不妊治療基礎知識

胚または配偶子の凍結保存についての基礎知識(1)

ART実施に際しては、実に多くの素晴らしい技術が集約されています。
これまで紹介したものに加え、これからご紹介する凍結保存も妊娠成立を左右する重要な技術です。
凍結保存する対象は、精子や卵子などの配偶子や胚になりますが今回は、需要の多い胚の凍結保存について解説してまいります。

 
 

そもそも、凍結保存とはどのようなものなのでしょうか。

 

文字通り胚を凍結し、保存して適した時期に融解して着床へと導く手法です。
ただし、命を扱う行程になりますので、やみくもに凍結させるわけにはいかず、正常な妊娠や出産、そして最終的には私たちと同じように健康な生活を送ることができるよう保存することが前提となります。

 

そのために一番気を使わなければならない点は、胚の組織内に含まれる液体が結晶化しないよう、非常に低い温度まで下げておくことです。

 

なぜ、結晶化してしまってはいけいのでしょうか。
それは、液体よりも固体の体積が大きいため、細胞の中で結晶ができると細胞内に亀裂が生じ、破損してしまうからです。

 

従って細胞の損傷を防ぐために、凍結保護液を用いて細胞を予め濃縮して小さくしておくという処理を行います。

 
 

上記の処理後は温度を下げる工程になるのですが、どこまで下げるべきかという疑問も生じるかと思います。
これについては、一般的に-130℃以下であれば問題なく保存できるとされています。
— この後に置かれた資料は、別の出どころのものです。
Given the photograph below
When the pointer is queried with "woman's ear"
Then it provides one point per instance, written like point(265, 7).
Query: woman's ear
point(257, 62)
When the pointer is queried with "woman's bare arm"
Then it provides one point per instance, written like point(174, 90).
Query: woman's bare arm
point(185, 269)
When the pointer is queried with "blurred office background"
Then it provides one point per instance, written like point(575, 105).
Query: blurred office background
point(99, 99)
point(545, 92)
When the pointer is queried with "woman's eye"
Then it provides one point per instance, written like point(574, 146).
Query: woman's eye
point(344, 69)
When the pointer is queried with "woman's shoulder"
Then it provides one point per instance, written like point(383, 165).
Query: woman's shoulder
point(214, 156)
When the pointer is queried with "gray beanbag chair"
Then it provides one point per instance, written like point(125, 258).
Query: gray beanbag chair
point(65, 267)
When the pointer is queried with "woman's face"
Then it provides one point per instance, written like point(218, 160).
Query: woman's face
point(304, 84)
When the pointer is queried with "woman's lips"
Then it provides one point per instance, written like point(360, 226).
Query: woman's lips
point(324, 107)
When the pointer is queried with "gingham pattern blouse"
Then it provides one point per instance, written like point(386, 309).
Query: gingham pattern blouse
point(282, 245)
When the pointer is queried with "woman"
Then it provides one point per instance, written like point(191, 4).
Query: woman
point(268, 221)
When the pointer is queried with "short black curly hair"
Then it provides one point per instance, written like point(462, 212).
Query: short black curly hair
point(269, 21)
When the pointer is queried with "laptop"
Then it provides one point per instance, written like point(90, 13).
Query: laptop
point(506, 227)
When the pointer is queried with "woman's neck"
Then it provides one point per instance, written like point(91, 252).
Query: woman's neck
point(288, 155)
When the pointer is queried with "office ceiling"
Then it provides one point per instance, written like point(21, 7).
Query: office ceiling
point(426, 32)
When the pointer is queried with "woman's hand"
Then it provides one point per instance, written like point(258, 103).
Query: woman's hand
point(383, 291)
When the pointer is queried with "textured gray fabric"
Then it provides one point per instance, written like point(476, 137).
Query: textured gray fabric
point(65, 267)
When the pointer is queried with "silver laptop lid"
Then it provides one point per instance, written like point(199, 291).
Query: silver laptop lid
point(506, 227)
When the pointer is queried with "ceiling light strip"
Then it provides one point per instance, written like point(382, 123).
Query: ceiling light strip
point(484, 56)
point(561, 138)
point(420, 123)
しかし、通常は温度を下げるために取り扱いしやすい液体窒素を使ことになるので、液体窒素が存在する-196℃まで低下させることになります。

 
緩慢凍結法
 

胚の凍結保存には、緩慢凍結法とガラス化法の2種類があるのですが、それぞれ始まった時期は異なっています。
先に始まったのは緩慢凍結法であり、その始まりは1972年に遡ります。このころはまだマウスを用いた研究にとどまっていましたが、その後、研究が進められ1980年代後半に差し掛かる頃、初めてヒトでの出産に成功しました。

 

一方のガラス化法は1985年に開発された方法です。
緩慢凍結法と比べて厳密な処理は必要となりますが、適切に行うことができればより保存性が高まるということで、近年増えつつある手法です。

 
 

不妊治療における救世主とも言うべき胚の凍結保存には、次のような利点や欠点があることがわかっています。

 

胚を凍結保存するメリット
・毎回、採卵しなくて済むので身体的、精神的負担を減らすことができる
・子宮内膜が薄い場合など、状態をみて移植する周期を選択することができる
・一度に移植する胚の数を減らすことができ、多胎を未然に防ぐことができる
・OHSSの場合は、移植を見送ることができるので重症化を避けることができる

 

デメリット
・胚がダメージを受ける可能性がある
・胚を凍結保存、管理、融解するためのコストがかかる
・凍結保存する際の薬液が、透明帯の硬化等の悪影響を及ぼすことがある

 
 

このようにメリットが多い胚の凍結保存ですが、気になるのは保存可能な期間です。
理論的には半永久的に保存が可能と言われていますが、後々トラブルになる場合も考えられます。そのような事態を防ぐためにも、予めパートナー間や医療機関とよく話し合っておくことが大切です。